Les prêts accordés aux entreprises et aux ménages de la zone euro ont enregistré en mai leur plus faible croissance historique, soulignant la nécessité de mesures de soutien au crédit telles que l'injection massive de liquidités réalisée la semaine dernière par la Banque centrale européenne (BCE) ou les rachats d'emprunts d'Etat qu'elle s'apprête à effectuer.
Pour l'instant, les banques des Seize ont laissé en dépôt auprès de la BCE la moitié environ des 442 milliards d'euros de liquidités à un an qu'elle leur a allouées la semaine dernière dans le cadre de la première opération de ce type sur cette échéance. En date du 29 juin, leurs dépôts à la BCE atteignaient 242 milliards, le montant le plus élevé depuis janvier.
De tels chiffres pourraient relancer le débat sur l'éventuelle nécessité d'une baisse supplémentaire des taux d'intérêt.
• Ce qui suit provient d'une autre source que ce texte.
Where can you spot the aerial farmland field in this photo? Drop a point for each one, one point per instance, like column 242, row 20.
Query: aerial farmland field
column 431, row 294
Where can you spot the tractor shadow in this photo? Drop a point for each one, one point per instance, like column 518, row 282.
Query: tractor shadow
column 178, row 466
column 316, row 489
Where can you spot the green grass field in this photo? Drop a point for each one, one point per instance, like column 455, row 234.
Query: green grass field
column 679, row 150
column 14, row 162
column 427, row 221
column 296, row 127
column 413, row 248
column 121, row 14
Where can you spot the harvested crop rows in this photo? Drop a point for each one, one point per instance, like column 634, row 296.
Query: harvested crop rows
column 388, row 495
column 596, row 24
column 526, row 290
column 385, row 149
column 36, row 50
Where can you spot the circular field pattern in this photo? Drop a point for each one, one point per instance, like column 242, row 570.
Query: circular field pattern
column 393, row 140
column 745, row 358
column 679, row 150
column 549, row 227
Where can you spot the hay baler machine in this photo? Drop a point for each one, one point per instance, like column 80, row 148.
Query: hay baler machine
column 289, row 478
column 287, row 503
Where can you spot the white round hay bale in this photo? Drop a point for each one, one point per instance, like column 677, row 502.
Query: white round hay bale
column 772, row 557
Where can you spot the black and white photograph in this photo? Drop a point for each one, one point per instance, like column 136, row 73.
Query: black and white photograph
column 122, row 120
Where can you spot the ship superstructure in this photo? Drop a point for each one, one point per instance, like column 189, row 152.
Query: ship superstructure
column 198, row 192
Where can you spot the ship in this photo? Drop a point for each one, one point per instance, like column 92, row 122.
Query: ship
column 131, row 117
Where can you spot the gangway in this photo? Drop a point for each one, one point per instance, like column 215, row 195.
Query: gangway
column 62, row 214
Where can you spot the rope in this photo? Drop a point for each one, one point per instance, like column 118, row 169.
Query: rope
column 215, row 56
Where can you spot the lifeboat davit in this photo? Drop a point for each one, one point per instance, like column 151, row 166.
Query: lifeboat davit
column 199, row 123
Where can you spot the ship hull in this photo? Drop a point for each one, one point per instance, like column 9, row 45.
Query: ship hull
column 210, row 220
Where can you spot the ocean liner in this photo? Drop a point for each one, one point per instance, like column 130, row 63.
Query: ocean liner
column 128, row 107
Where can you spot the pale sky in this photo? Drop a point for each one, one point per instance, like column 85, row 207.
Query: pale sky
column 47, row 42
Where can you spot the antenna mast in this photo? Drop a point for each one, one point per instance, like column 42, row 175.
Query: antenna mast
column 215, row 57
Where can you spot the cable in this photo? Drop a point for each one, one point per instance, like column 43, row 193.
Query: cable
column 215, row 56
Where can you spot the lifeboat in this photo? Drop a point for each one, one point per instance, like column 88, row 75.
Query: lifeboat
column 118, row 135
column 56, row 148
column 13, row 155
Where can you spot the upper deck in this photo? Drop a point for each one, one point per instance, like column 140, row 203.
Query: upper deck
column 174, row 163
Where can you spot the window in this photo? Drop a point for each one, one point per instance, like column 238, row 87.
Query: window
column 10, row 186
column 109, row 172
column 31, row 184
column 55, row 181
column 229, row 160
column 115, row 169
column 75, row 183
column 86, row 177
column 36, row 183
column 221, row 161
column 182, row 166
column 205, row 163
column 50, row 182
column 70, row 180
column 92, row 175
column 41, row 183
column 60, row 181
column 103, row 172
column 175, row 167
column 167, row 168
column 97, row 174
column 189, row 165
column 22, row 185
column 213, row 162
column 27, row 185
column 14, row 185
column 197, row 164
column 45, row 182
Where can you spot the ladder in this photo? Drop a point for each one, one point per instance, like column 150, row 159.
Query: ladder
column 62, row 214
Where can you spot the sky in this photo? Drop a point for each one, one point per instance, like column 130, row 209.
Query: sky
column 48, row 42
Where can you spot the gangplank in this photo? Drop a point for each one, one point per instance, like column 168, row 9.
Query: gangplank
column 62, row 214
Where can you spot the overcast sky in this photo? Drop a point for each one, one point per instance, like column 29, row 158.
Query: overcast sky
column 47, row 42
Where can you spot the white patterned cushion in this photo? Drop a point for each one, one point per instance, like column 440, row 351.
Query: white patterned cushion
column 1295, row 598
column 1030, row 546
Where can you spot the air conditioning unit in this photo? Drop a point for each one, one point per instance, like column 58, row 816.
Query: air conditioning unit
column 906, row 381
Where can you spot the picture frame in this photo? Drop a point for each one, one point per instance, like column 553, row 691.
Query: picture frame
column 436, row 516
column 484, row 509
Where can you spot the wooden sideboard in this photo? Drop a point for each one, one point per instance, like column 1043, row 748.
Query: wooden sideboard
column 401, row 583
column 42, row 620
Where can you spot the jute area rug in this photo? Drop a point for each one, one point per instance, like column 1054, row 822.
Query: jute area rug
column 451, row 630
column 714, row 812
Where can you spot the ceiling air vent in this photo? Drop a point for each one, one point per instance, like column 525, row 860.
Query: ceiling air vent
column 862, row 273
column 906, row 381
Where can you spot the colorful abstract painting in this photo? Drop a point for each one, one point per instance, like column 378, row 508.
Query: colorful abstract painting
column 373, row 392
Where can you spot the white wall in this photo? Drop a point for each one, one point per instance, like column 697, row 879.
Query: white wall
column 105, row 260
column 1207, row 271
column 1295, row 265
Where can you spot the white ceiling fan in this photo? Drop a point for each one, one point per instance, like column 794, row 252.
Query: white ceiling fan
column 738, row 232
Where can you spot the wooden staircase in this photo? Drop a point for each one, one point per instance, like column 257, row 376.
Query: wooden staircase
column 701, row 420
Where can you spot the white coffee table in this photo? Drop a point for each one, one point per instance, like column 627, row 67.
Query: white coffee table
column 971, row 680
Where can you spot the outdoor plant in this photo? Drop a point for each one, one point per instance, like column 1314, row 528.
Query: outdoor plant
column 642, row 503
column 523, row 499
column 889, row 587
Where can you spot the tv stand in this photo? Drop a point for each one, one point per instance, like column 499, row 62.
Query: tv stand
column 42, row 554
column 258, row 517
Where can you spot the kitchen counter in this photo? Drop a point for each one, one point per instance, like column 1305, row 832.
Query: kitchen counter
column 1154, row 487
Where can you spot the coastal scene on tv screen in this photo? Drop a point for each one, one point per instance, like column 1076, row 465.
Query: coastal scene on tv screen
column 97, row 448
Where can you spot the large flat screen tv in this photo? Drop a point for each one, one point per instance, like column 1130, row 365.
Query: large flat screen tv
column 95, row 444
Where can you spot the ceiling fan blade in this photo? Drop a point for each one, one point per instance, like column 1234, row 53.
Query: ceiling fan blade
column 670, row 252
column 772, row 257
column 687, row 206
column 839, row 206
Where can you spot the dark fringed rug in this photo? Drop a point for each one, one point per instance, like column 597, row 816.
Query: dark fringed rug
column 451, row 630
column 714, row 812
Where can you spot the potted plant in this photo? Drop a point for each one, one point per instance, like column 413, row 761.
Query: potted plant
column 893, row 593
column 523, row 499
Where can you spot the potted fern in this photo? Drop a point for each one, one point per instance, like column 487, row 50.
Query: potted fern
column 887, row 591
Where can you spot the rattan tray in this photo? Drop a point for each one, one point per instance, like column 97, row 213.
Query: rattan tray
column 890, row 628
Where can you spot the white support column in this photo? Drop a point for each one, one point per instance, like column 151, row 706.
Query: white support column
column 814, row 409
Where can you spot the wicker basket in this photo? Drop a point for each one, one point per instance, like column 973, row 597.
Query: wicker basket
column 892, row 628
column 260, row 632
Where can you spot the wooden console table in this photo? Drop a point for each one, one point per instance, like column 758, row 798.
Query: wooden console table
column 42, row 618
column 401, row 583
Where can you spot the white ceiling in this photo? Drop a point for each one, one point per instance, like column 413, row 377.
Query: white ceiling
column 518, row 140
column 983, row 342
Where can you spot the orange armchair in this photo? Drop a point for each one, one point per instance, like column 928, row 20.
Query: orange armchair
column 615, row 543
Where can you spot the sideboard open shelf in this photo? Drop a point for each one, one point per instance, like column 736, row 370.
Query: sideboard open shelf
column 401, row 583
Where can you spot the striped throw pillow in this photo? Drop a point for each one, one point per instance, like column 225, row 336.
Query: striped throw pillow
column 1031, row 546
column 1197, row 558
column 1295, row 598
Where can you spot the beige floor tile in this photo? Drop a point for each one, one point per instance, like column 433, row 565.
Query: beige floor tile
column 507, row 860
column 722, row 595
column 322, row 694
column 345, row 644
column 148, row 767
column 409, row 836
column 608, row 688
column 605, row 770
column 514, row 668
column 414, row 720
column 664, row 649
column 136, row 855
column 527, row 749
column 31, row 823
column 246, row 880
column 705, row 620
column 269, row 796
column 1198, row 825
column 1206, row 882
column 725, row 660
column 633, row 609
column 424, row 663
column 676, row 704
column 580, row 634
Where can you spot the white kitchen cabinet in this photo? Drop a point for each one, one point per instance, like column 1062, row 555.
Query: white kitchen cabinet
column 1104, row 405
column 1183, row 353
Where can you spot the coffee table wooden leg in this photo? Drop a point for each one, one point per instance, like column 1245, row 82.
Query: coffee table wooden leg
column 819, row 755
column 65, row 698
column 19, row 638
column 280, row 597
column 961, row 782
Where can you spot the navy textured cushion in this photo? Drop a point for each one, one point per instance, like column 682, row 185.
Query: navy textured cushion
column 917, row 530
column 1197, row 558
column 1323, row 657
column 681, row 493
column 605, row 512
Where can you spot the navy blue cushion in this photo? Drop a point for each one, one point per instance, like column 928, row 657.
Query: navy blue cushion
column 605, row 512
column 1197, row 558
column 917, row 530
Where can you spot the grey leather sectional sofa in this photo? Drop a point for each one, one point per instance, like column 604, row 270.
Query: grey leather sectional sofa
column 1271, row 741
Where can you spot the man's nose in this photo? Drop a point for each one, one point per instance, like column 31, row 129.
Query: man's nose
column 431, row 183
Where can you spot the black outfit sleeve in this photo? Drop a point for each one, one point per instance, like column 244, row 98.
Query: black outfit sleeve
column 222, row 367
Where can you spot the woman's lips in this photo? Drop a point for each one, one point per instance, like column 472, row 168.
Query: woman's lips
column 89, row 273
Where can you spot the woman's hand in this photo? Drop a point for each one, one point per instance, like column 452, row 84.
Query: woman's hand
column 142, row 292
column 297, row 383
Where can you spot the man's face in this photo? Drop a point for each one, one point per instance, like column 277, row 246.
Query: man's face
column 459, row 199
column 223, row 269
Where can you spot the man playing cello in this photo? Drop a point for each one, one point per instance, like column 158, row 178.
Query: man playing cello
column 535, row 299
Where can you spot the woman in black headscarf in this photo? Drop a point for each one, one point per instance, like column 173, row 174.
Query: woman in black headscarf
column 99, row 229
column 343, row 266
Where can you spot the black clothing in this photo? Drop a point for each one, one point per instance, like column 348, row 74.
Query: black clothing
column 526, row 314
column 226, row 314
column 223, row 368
Le principal d'entre eux, le taux de refinancement, est fixé à 1%, contre 4,25% en septembre dernier.
La banque centrale prévoit aussi de racheter pour 60 milliards d'euros d'obligations sécurisées, afin d'encourager les établissements financiers à prêter.
"Ce que nous observons là, c'est la confirmation que la BCE a raison d'être très prudente sur les perspectives de reprise (de l'économie de la zone euro)", a commenté Marco Valli, économiste d'UniCredit à Milan.
"Le crédit va rester limité pendant un certain temps et il est probable qu'au cours des prochains mois, le taux d'évolution du crédit au secteur privé en rythme annuel sera négatif", a-t-il ajouté.
"TOUJOURS PAS D'ASSOUPLISSEMENT DU CREDIT"
La croissance en rythme annuel des prêts au secteur privé est tombée à 1,8% en mai contre 2,3% en avril; il s'agit du chiffre le plus bas enregistré depuis le début du suivi de cette statistique en 1992.
"Cela montre qu'il n'y a toujours pas d'assouplissement des conditions du crédit très tendues auxquelles sont confrontés entreprises et particuliers", souligne Howard Archer, économiste d'IHS Global Insight.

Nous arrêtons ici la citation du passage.